La métamorphose des armadilles (vulgaires)

Ma vengeance est perdue
S'il ignore en mourant que c'est moi qui le tue.

Jean Racine, Andromaque

La journée avait été effroyable. À croire que tous les cons avaient décidé de se liguer contre lui. Tous ces petits merdeux et ces petites merdeuses qui faisaient des boulots de merde. Et qui avaient toujours quelque chose à dire, à critiquer, à discuter. Avec leurs sourire béats, leurs sourires hypocrites. Des connards et des connasses qui ne sortaient jamais de leur bureau, mais qui savaient, prétendaient connaître la réalité de terrain. Mais quand il y avait de la merde à éponger, c'était pour lui, c'était à lui à régler les problèmes, tous les problèmes, les ordinateurs qui plantent, les serveurs inaccessibles, les clients qui râlent, les ouvriers qui débraient, les cuves qui débordent, les pigeons qui vous chient dessus et les chiens qui vous pissent sur les pompes ! C'étaient ses subordonnés, pas ceux de tout en bas dont il se foutait, non c'étaient ses subordonnés directs, grassement payés, planqués derrière leurs écrans en train de lire le journal ou de partager des photos idiotes de leurs gosses, de leurs vacances, de leur chien ou de leur poisson rouge (ou de leur bite peut-être !), ceux-là, celles-là le faisaient enrager à ne pas le soutenir, à le laisser se démerder dans les ennuis et puis à le flinguer par derrière ! Mais cette boîte, c'est lui qui l'avait construite, c'est lui qui avait eu les idées et qui avait trouvé le pognon, c'est lui qui les avait engagés, toutes et tous ! C'est grâce au pognon et surtout aux idées qu'il avait eues qu'elles avaient trouvé du boulot, toutes ces feignasses !

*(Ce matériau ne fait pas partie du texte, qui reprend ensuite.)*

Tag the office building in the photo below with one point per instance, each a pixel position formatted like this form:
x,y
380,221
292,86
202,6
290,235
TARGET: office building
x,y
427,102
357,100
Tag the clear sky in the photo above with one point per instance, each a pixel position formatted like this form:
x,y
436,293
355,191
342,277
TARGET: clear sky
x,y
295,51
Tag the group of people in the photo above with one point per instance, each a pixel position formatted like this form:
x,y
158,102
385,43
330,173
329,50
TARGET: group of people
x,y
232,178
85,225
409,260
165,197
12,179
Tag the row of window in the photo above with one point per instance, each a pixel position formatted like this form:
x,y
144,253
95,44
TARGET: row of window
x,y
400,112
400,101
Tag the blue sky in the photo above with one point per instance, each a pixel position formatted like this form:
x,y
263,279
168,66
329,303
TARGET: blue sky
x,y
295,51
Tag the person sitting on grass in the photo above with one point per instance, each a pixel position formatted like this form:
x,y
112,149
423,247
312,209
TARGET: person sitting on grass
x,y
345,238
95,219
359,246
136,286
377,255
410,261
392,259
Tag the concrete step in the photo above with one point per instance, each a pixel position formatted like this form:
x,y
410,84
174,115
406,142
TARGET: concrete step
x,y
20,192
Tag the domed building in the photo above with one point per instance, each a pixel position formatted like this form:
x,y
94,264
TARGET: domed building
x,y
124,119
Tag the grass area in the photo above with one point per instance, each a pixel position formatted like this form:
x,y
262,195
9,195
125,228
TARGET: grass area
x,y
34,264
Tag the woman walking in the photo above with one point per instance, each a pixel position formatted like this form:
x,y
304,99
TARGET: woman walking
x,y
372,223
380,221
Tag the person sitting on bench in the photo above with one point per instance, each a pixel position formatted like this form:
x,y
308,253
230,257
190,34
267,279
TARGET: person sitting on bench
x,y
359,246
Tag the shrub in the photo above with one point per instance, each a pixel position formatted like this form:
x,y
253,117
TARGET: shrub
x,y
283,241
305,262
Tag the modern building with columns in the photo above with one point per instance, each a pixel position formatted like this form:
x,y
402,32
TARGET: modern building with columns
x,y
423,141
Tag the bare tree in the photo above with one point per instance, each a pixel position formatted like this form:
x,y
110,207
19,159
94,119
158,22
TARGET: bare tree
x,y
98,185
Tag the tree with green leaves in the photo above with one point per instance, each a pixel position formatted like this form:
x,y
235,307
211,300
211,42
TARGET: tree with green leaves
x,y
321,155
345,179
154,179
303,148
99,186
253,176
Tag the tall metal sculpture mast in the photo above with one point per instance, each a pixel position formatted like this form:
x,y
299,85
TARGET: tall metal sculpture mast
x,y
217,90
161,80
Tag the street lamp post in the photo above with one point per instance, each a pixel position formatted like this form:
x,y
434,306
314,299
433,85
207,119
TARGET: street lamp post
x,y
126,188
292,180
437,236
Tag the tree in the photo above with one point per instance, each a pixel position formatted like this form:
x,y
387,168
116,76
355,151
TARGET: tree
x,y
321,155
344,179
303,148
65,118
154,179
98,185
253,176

Putain, il avait envie de les buter toutes et tous. Mais les buter vraiment à coups de flingue. Avoir dans la famille des militaires, ça facilite les choses, ça vous familiarise avec le maniement des armes… et à un moment donné, il faut passer à l'acte. Ce n'est rien, juste une détente sur laquelle appuyer, et avoir suffisamment de colère pour flinguer celui-là qui n'arrête pas de te mettre des bâtons dans les roues, d'ergoter, de râler, de répéter que oui, mais non, de se plaindre derrière ton dos, d'aller se plaindre sans cesse, de geindre, de geindre, de geindre et d'être incapable d'avancer, de faire avancer les choses. Il faut avoir ce courage-là, le regarder en face avec ses cheveux roux en bataille, avec son air dégingandé, avec ses attitudes de jean-foutre, et lui dire : Non, ça ne va pas, tu m'asphyxies, tu m'empêches de vivre, c'est toi ou moi… et c'est moi qui ai le flingue. Et tirer, lui éclater la tête juste pour qu'il se taise. Comme une mouche, comme une guêpe, comme une mite dans la farine, tu l'élimines… Tant pis pour la cervelle qui gicle sur les murs.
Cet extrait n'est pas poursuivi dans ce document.